First Hiroshima Prefectural Girls’ High School, Part 3

A new uniform for summer, shredded by the blast

by Masami Nishimoto, Senior Staff Writer

The “summer uniform of a female student” is on display at Hiroshima Peace Memorial Museum. The explanation of the clothing reads: “The girl was carried home to her parents but died late that night. She had made this uniform herself.” Placed near a panoramic view of the ruined city, this exhibit, one of the personal artifacts from August 6, 1945, silently beckons visitors to stop and reflect on its background.

The uniform belonged to Nobuko Oshita, then 13 years of age and a first-year student in Class 6 at First Hiroshima Prefectural Girls’ High School. Her father, Sadao, and mother, Masue, who donated her clothes to the museum 20 years ago, are now dead, but I was able to meet with her older sister, Yoko Fukumori, 77. She now lives in Yamaguchi Prefecture.

“When my sister was brought to Otake Elementary School that evening, I hurried over there,” recalled Ms. Fukumori. “She asked for some water and I gave her some, but I spilled it as I brought it to her mouth. ‘Yoko, you’re so clumsy,’ she told me, joking. I never dreamed she would die.”

Ms. Fukumori treasures the diary that Nobuko was keeping in 1945, which was passed on to her by her parents. From April 6, the day of her entrance ceremony at school, to July 15, Nobuko penciled earnest descriptions of her days during wartime. “I am determined to study hard,” she wrote.

On June 13, she began sewing her school uniform for the hot summer months. “This year we have to make our uniforms with khaki or gray fabric, not white, because white clothes can be spotted easily by enemy planes.” Happy with the fabric her mother gave her, she wrote, “I’m thrilled with the khaki fabric!”
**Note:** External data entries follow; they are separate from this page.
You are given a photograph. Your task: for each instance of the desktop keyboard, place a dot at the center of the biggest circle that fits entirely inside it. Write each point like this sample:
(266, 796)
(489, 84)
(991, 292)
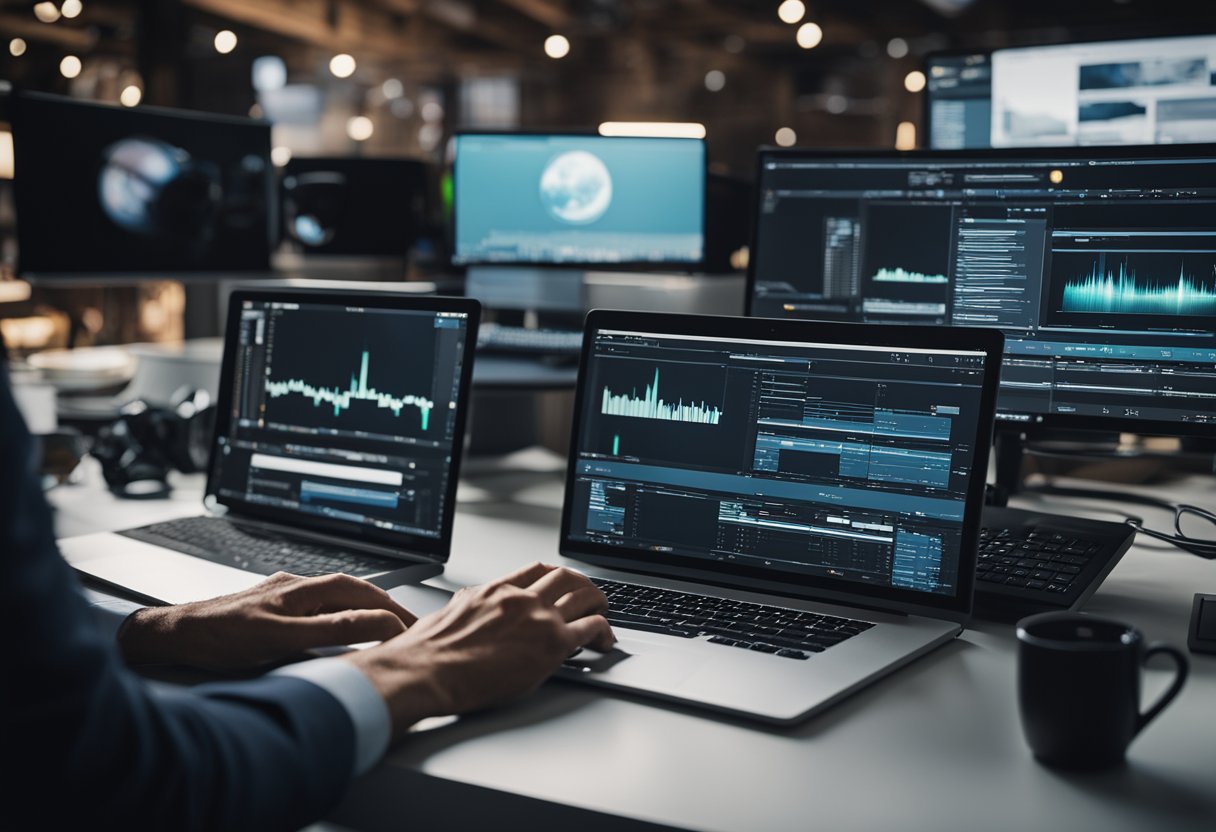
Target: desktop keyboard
(1032, 562)
(788, 633)
(528, 341)
(257, 550)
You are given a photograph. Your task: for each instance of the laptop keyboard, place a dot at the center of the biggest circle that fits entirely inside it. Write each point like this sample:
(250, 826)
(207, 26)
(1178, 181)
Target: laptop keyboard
(254, 550)
(787, 633)
(1030, 558)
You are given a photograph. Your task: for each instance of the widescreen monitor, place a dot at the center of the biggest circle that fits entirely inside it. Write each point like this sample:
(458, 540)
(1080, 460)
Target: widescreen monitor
(579, 200)
(354, 206)
(139, 192)
(1143, 91)
(1099, 266)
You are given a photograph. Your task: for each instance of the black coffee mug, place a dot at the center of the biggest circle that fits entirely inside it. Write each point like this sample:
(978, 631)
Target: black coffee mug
(1079, 687)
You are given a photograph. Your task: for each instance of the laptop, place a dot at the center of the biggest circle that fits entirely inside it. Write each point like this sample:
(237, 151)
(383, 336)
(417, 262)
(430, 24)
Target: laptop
(337, 445)
(780, 512)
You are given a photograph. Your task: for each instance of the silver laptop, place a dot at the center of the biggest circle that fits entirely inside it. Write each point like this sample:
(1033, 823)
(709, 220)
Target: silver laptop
(778, 511)
(337, 445)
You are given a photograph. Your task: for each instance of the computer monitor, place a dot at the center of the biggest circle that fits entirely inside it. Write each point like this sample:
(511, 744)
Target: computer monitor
(1099, 266)
(1143, 91)
(119, 192)
(353, 206)
(579, 200)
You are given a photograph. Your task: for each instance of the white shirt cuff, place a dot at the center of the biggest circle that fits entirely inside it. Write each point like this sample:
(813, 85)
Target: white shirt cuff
(354, 691)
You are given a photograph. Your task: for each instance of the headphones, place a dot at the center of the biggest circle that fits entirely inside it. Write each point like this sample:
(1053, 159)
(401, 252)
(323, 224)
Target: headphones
(145, 443)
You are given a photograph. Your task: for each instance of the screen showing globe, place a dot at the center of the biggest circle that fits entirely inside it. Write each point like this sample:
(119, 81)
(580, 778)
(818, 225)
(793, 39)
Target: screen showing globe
(579, 200)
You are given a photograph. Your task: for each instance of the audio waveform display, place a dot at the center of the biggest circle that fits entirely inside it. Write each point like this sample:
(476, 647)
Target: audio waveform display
(1119, 291)
(652, 406)
(901, 276)
(359, 391)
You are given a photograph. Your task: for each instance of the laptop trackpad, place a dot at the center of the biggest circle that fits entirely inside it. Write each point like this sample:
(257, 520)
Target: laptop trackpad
(639, 659)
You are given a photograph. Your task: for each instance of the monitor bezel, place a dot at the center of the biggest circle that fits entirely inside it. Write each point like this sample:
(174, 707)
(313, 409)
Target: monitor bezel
(988, 51)
(22, 187)
(1035, 423)
(407, 546)
(953, 607)
(677, 266)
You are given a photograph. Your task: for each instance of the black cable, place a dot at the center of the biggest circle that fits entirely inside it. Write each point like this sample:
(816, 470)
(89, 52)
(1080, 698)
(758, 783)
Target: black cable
(1198, 546)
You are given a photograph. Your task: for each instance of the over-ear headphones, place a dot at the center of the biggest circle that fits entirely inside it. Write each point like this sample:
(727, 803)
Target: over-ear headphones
(138, 450)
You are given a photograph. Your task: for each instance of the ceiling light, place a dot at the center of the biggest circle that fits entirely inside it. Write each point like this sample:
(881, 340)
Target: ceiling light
(48, 12)
(792, 11)
(342, 66)
(71, 66)
(663, 129)
(360, 128)
(225, 41)
(810, 35)
(557, 46)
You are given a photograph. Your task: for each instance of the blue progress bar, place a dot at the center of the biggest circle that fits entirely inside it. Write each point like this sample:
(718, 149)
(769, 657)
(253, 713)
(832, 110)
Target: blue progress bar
(314, 492)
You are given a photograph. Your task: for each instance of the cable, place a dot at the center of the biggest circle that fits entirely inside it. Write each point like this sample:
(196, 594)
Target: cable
(1198, 546)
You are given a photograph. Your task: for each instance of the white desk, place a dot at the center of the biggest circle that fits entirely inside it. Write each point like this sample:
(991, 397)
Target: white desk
(935, 746)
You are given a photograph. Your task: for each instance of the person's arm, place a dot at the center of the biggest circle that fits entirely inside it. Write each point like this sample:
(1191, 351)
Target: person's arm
(269, 753)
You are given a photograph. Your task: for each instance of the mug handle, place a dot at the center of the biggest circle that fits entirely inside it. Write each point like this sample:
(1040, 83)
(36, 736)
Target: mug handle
(1183, 665)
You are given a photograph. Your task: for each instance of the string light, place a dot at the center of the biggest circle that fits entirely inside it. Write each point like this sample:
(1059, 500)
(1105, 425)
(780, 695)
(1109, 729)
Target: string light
(557, 46)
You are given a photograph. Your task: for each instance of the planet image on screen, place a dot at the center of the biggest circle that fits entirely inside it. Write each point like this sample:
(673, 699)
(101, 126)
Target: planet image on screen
(576, 187)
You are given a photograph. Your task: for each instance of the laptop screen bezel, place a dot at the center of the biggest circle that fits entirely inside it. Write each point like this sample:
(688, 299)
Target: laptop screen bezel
(404, 545)
(953, 607)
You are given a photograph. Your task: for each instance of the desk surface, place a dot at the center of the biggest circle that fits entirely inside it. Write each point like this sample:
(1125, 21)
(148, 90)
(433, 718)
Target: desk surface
(935, 746)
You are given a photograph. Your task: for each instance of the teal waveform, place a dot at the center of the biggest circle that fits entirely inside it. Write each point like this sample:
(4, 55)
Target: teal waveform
(341, 399)
(652, 406)
(1120, 292)
(900, 276)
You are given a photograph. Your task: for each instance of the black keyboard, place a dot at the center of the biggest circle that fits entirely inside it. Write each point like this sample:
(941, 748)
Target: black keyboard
(787, 633)
(499, 338)
(260, 551)
(1032, 562)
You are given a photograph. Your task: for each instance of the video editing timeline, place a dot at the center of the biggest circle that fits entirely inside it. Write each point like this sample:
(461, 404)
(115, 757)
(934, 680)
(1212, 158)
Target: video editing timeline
(1101, 273)
(846, 462)
(345, 411)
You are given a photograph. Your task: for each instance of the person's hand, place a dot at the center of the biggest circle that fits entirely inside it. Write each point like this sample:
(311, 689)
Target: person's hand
(490, 642)
(276, 619)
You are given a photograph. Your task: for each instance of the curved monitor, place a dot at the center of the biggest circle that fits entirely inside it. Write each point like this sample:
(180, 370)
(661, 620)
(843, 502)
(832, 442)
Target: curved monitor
(139, 192)
(1099, 266)
(579, 200)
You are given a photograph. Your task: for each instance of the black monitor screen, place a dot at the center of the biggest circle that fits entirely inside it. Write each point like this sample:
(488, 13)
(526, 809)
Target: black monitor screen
(1144, 91)
(579, 200)
(1101, 270)
(105, 190)
(355, 206)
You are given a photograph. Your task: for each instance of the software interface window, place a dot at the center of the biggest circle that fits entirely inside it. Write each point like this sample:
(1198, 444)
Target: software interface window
(579, 200)
(344, 429)
(1101, 273)
(1115, 93)
(855, 460)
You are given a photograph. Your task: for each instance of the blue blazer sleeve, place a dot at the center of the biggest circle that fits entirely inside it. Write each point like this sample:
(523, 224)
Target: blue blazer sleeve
(93, 743)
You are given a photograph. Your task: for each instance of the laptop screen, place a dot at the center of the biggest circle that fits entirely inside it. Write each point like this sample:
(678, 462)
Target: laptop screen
(810, 456)
(345, 412)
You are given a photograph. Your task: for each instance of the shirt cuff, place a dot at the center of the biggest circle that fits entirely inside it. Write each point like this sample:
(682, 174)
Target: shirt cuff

On August 6, clad in the uniforms they themselves had made, Nobuko and 222 other students headed for their worksite where houses were being dismantled to create a firebreak. That area, called Koami-cho, was fated to become a spot just 800 meters from the A-bomb’s hypocenter.

Ms. Fukumori vividly remembers the day before the bombing. When she was leaving her assigned worksite, a paper mill, she found her younger sister Nobuko waiting for her at the gate. They then went swimming in the river.

At the time, Ms. Fukumori was a third-year student at Iwakuni Girls’ High School (now, Iwakuni High School) and was keeping her own diary. Suggesting the great shock that the family experienced on August 6, this page was left blank. However, the next day, on August 7, Ms. Fukumori devoted four pages to a detailed entry on the death and funeral of her “dear and only sister.”

According to this entry, after Nobuko was brought home from Otake Elementary School, Ms. Fukumori went to bed at around 10:00 that night. “I then heard Mother and Father crying so I knew something was wrong. I jumped out of bed and rushed to the room where Nobuko lay. Mother and Father were holding Nobuko, whose hands were already growing cold.” In regard to cremating Nobuko’s body, the entry continued, “Mother said that the girl who was cremated after Nobuko was her classmate at the same elementary school so I hope she won’t be lonely and will be happy playing with her friend in heaven.”

Ms. Fukumori now has five grandchildren. As she returned Nobuko’s diary to a box for safekeeping, she remarked, “My grandchildren have had many opportunities, through videos and other avenues, to understand about war and the atomic bombings, so they should have some awareness of these things. Still, I don’t know how much they can really comprehend. I mean, the era they have grown up in is so different from my own.”

She added, “I would be pleased if people can learn what lies behind Nobuko’s uniform and communicate to others the fact that so many girls were cruelly killed by the bomb and deprived of their lives.” On August 6, she will again attend the memorial ceremony held in front of the monument that stands at the former site, alongside Peace Boulevard, of First Hiroshima Prefectural Girls’ High School.